You cannot type LaTeX on Medium, might as well just handwrite.

Following a similar technique, you can prove that if you have a partition for [0, 2^(n+1)), when you shift it left to [-2^n, 2^n), it is still a valid partition. (You can prove that by shifting 1 by 1 and do induction on it.)

Now we can generate all solutions to n=k for 1 ≤ n ≤ 20. We can generate solution to n=k+1 by taking the solution to n=k, and for each set, take each of the elements, add 2^(k+1) to it and append it to the set itself.

For example, given solution to n=2, k=2, we can generate n=3, k=2:

// n = 3, k = 2
A = {0, 3, 5, 6, 8, 11, 13, 14}
B = {1, 2, 4, 7, 9, 10, 12, 15}

Repeating this method we can generate all solutions for n>k! You can prove this by using a similar technique as the proof above.

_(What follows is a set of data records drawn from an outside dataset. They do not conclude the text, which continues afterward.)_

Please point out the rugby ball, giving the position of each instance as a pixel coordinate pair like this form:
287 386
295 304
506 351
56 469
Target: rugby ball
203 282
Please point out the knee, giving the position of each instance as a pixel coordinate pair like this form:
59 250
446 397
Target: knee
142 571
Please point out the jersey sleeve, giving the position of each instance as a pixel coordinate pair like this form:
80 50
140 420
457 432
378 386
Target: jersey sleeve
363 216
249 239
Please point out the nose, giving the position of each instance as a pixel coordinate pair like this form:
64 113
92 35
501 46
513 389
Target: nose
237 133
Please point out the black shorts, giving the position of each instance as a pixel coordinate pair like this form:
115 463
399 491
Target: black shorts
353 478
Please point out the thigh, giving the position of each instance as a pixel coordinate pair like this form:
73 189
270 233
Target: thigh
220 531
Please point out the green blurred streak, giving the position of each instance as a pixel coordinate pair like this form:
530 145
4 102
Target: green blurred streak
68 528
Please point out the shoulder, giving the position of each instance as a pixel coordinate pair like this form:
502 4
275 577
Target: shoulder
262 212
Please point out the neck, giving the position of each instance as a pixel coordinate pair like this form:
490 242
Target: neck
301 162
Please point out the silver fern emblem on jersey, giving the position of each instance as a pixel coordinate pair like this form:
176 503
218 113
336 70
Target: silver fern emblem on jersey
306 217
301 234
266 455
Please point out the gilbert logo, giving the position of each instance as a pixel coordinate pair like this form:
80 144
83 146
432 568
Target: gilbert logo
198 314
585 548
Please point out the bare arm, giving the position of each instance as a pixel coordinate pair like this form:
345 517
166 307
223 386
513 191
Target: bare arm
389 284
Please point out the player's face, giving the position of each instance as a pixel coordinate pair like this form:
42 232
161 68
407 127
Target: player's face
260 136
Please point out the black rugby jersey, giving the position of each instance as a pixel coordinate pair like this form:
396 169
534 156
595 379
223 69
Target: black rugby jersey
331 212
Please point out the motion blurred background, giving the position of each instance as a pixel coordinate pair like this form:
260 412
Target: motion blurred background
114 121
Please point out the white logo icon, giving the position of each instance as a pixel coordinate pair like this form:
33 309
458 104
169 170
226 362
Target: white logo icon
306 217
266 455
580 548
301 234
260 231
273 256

Now we are able to generate all solutions to the challenge without doing a single powering or summing on the elements!

The code that we used to obtain the flag, it only takes 9 seconds to get the flag. That’s because I pre-computed all solutions for 1 ≤ n=k ≤20. It turns out that the maximum n that the server gives is only 16, if I compute n=k cases on demand and do memoization, it returns the flag in less than 3 seconds.